The economist Joseph Schumpeter used the term "creative destruction" to describe how innovation creates new markets while bringing ruin to old ones. In San Francisco earlier this year, we got a glimpse of how this concept might play out in the games industry.
OnLive, a service that promises to deliver the most sophisticated games to consumers without requiring consoles or high-end PCs, trumpeted its Schumpeterian challenge to Sony, Microsoft and other hardware manufacturers at GDC. The idea is that OnLive will transform the tubes of the internet into controller and video connections. Games will run on OnLive servers, and the internet will carry players' commands in and real-time video out - streaming games, in other words. Though OnLive's debut prompted skepticism, it's success could effectively render most current gaming hardware obsolete.
Not long at all after OnLive's appearance at GDC, two other businesses stepped forward to offer their own solutions for streaming games: Gaikai and Otoy. Their near simultaneous debut alongside OnLive could signal a historic wave about to hit the games industry. If streaming becomes the dominant model for game distribution, then we'll see disc-based gaming overturned at its crest, at the very moment when it threatens to submerge all other entertainment media. To get a sense of what this change could mean, The Escapist spoke with David Perry of Gaikai, Jules Urbach of Otoy and David Helgason, CEO of Unity, a software company that specializes in development tools for making streaming games.
The streaming revolution will effect big changes on three principal groups: game makers, hardware manufacturers and players. We'll take each group in turn.
Developer's New World
OnLive makes its service clear. You pay them a fee and either download their plug-in or hook up their "MicroConsole" to your TV. Then, you go online, browse their game catalog, choose a game and play it.
Gaikai and Otoy haven't said quite how their models will work, but they'll amount to something similar. "I'm trying to make the videogame industry's games more convenient than Flash," says Perry. "That's all."
Streaming technology seems to help developers by eliminating both the console middle-man and PC system requirements, which dramatically shrink their potential customer base. But it also poses challenges: It could place more computing power in the hands of developers than they know how to leverage, and it could enable a tempting but tricky new business model.
First, power. Jules Urbach is the CEO of both Otoy and LightStage, the company behind a new video capture technology that produces ultra-realistic computer graphics.

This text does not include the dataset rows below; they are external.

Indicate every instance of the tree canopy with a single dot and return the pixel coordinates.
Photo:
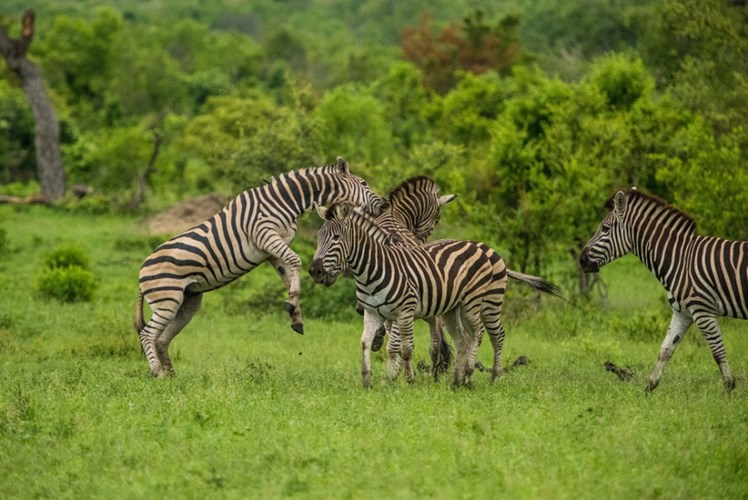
(533, 111)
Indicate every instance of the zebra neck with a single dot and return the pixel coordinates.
(297, 191)
(367, 250)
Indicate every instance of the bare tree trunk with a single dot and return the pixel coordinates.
(47, 127)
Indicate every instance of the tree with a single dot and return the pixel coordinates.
(471, 45)
(47, 127)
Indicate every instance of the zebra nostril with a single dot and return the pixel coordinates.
(315, 270)
(583, 259)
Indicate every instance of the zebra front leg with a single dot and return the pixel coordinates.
(288, 266)
(393, 352)
(185, 313)
(454, 326)
(438, 349)
(405, 329)
(709, 327)
(679, 324)
(372, 324)
(160, 320)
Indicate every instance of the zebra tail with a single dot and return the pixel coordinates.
(537, 283)
(139, 321)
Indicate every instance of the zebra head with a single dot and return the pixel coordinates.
(417, 204)
(357, 192)
(612, 240)
(332, 246)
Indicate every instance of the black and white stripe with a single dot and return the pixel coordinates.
(461, 281)
(414, 212)
(257, 226)
(705, 277)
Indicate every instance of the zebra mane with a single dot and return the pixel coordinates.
(634, 194)
(367, 222)
(420, 182)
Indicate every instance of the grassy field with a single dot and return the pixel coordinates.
(258, 411)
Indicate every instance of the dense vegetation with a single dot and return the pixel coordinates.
(257, 411)
(533, 111)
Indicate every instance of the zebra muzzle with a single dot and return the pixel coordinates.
(320, 275)
(588, 265)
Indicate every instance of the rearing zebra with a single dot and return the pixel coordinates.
(704, 276)
(258, 225)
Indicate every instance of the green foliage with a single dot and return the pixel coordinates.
(351, 122)
(76, 397)
(65, 276)
(621, 80)
(16, 136)
(67, 256)
(4, 246)
(66, 284)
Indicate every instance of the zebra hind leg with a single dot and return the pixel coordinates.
(710, 328)
(185, 313)
(454, 327)
(289, 273)
(492, 321)
(679, 325)
(473, 333)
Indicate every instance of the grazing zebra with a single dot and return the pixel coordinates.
(414, 212)
(257, 226)
(704, 276)
(461, 281)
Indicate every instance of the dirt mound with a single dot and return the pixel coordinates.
(186, 214)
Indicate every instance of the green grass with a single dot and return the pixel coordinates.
(258, 411)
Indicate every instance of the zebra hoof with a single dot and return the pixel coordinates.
(729, 384)
(290, 308)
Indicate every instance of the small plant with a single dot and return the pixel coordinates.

Urbach thinks moving games from consoles to servers will result in never-before-seen levels of graphical realism.
He argues the hardware arms-race we see among gaming platforms today will always result in a compromise between quality and price. A console manufacturer must always develop an affordable platform to gain the largest possible installation base. "Can it ever compete with what you're going to get on the highest-end device? Probably not," says Urbach. "And even if it does, there's something beyond that." The Cloud.